To the Editors:
Re “Goering and Culture,” the miniexchange between Richards Cobb and Kline [NYR, October 8], may I be the first pedant on the block to point out that Mr. Kline, supposedly correcting a trivial error in Mr. Cobb’s splendid essay, has got it wrong; and that Mr. Cobb, instead of writing, “I am sure Richard Kline is right…,” should have looked it up. The author of the famous boast—often attributed to Goering or Goebbels—about reaching for the revolver at the mention of culture is Hanns Johst (not Jolst), the Nazis’ leading playwright (not Hitler’s minister, of culture), who became the president of the Reichsschrifttumskammer, the Reich Chamber of Writers.

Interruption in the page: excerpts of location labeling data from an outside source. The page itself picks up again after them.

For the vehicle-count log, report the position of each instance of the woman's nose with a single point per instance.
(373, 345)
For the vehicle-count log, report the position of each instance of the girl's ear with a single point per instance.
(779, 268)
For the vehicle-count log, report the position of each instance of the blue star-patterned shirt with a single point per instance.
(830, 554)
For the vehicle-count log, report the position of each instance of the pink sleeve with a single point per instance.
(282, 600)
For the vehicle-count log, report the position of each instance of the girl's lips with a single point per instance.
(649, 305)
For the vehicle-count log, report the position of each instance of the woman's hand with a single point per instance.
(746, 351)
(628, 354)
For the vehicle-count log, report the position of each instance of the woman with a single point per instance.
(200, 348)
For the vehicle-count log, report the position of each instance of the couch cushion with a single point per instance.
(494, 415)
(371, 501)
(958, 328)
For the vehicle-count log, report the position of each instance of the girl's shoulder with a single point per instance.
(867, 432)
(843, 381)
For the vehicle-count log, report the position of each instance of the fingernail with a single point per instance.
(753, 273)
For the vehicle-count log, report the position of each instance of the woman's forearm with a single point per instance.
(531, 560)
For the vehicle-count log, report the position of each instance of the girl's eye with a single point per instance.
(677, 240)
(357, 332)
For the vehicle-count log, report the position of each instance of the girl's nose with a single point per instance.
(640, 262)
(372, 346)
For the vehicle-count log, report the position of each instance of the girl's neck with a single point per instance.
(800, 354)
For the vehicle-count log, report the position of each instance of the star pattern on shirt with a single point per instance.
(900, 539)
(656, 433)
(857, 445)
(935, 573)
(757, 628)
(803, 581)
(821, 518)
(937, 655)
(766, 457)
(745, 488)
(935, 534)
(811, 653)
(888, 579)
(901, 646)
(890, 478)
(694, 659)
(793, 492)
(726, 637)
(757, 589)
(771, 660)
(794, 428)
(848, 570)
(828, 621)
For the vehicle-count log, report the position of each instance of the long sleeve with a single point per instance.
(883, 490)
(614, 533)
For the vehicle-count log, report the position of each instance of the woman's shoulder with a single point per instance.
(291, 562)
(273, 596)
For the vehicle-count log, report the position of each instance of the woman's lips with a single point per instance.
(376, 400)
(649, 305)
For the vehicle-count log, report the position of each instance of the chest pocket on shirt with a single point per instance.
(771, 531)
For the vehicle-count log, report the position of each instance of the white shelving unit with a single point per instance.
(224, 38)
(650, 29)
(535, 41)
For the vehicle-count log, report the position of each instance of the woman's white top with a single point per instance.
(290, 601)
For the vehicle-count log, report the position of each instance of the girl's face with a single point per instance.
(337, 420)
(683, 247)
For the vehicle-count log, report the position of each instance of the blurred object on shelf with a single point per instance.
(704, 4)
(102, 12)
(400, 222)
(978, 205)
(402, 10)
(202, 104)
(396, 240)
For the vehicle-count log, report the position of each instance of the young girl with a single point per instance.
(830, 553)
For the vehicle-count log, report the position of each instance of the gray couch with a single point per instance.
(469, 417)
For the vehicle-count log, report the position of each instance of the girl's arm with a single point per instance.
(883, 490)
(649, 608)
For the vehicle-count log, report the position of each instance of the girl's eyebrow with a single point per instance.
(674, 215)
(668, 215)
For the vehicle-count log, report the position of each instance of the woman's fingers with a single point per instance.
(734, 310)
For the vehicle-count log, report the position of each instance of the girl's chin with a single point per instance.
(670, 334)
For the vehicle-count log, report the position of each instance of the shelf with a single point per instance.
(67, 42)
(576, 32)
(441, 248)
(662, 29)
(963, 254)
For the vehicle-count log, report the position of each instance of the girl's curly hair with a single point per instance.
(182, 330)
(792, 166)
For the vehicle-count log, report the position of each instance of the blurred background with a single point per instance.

It occurs in Johst’s most famous play, Schlageter (first performed in April 1933, for Hitler’s birthday), the story of Albert Leo Schlageter (1894-1923), along with Horst Wessel a star of the Nazi martyrology. Schlageter—hailed in Johst’s play as “the first soldier of the Third Reich”—was a demobilized army officer who joined the Party in 1922, and the following year took part in armed resistance to the French forces still occupying the Ruhr, was caught sabotaging a railway line, tried (by a French military court), and executed.
The line belongs to a character in the play named Thiemann (the actor was Viet Harlan, later the lead in Jew Süss): “Wenn ich ‘Kultur’ höre, entsichere ich meinen Browning!”
Susan Sontag
New York City
Richard Cobb replies:
My thanks to Susan Sontag for useful information.